There, among indifferent pedestrians --
my first love,
who cares, if time flies?
One step backwards -- it's my last love.

Henrik Edoyan
 translated by Tatul Sonentz

Saturday, 12 June 2010

Henrik Edoyan - TWO SONNETS FOR MY MOTHER

1.
Sorrow has no image, it is relayed
only as fate and shade of love
that shivered, shone in your eyes
like immortal lights in holy Eden,
where there is no pain, no wound, no dungeon
to scourge the distressed body,
to turn life to stone, day to sunset
and to turn word to mute silence.
But you managed to walk that route
like a pilgrim and to keep within you
the thorns, dispensed to you by fate,
as a stern angel, with extended hand said,
“Can you bear this?’ You replied,
“Thy will be done; let me have it.”

2.
The world as dream and love as victim,
you imbibed life from God’s hands;
what you drank was bitter, but through the prayers
a visage watched you, flooded in the light
of your ancient heritage.
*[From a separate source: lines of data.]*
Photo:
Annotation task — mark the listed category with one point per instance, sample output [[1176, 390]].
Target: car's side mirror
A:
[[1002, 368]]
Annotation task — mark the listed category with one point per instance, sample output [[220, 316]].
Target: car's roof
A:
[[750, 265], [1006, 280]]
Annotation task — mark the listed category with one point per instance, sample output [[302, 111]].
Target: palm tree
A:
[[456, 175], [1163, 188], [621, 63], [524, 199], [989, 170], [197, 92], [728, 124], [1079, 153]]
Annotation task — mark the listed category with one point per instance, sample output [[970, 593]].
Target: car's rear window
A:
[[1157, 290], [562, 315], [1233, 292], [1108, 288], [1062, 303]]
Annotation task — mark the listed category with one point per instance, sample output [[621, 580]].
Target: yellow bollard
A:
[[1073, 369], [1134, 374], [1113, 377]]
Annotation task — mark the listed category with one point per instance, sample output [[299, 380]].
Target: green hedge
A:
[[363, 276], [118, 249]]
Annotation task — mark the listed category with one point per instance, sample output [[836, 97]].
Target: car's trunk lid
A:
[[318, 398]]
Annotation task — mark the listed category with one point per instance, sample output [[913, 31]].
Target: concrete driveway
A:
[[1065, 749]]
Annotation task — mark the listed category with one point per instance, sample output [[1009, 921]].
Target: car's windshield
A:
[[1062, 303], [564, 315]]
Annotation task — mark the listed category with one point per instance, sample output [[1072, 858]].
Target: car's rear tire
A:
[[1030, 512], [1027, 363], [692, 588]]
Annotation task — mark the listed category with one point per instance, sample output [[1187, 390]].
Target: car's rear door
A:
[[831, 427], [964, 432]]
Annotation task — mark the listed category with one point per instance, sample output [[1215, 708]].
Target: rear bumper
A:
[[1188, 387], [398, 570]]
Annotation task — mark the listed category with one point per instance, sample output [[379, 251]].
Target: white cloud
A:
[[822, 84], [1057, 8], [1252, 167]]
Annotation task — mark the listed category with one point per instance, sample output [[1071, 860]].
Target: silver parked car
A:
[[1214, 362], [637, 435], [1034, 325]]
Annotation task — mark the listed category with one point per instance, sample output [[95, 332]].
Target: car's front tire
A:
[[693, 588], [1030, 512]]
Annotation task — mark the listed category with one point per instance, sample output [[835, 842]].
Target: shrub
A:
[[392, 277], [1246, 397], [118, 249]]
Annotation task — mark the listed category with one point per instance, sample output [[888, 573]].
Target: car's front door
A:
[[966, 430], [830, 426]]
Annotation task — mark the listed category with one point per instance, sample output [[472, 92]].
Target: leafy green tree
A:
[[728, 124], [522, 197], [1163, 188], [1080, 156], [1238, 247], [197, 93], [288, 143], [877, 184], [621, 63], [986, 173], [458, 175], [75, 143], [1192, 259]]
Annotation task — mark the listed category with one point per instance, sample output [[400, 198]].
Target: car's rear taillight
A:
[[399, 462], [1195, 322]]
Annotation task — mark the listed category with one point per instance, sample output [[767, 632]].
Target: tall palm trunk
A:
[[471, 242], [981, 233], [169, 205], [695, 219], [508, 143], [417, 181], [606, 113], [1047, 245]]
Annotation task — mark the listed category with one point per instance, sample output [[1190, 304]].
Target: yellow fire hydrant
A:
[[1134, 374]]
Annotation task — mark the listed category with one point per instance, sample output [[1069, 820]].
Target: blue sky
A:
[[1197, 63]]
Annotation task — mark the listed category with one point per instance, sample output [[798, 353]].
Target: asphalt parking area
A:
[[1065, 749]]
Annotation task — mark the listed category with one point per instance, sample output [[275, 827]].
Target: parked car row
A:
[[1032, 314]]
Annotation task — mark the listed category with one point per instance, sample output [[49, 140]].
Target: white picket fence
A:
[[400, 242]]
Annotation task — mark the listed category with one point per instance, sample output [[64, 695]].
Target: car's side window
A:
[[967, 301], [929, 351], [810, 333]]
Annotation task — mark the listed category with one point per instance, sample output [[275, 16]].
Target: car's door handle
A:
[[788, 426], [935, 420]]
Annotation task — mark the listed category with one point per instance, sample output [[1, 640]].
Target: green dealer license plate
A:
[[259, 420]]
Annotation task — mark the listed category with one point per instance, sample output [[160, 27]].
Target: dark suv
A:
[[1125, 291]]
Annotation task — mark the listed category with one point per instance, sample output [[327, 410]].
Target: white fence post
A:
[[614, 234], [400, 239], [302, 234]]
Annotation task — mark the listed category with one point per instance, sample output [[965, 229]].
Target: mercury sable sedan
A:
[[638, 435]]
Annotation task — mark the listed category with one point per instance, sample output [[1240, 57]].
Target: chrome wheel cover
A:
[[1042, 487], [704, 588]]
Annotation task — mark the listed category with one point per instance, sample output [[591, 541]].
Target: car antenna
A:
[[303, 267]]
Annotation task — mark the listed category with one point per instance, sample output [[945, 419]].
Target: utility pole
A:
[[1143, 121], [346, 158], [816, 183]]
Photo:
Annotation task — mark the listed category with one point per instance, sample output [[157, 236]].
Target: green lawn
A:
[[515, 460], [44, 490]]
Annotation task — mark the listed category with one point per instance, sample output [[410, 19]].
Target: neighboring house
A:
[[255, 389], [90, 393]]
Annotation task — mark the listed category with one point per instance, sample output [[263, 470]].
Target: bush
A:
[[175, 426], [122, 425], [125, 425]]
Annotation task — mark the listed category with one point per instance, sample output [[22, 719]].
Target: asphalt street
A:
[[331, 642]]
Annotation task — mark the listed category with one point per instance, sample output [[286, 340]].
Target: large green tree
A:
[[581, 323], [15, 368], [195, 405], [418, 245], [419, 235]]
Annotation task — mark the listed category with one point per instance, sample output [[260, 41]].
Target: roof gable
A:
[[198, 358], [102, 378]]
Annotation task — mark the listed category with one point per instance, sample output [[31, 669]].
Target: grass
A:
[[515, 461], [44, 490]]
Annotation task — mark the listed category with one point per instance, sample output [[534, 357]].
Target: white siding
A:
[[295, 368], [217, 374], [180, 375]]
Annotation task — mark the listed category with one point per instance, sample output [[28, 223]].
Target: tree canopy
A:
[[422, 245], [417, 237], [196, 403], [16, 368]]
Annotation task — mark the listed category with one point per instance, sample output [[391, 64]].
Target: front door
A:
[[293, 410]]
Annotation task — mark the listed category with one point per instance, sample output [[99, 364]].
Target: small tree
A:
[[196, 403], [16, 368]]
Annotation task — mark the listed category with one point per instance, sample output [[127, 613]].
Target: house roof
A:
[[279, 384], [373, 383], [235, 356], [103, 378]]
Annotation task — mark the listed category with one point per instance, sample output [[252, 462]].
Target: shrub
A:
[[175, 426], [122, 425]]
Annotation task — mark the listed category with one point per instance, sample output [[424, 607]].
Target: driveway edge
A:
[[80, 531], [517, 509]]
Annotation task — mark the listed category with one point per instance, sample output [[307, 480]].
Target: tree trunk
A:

Loss, death and famine –
but that which was past, you bore within you,
and to all passers-by you offered it as bread
of salvation and host of hope
in the palm of your hand. There in Eden,
a brush emanates light and in silent tenderness
a different flower bows its head
on your bushes, as in a faint glow
your life, which you have lived, passes by
like an autumn cloud over this somber earth.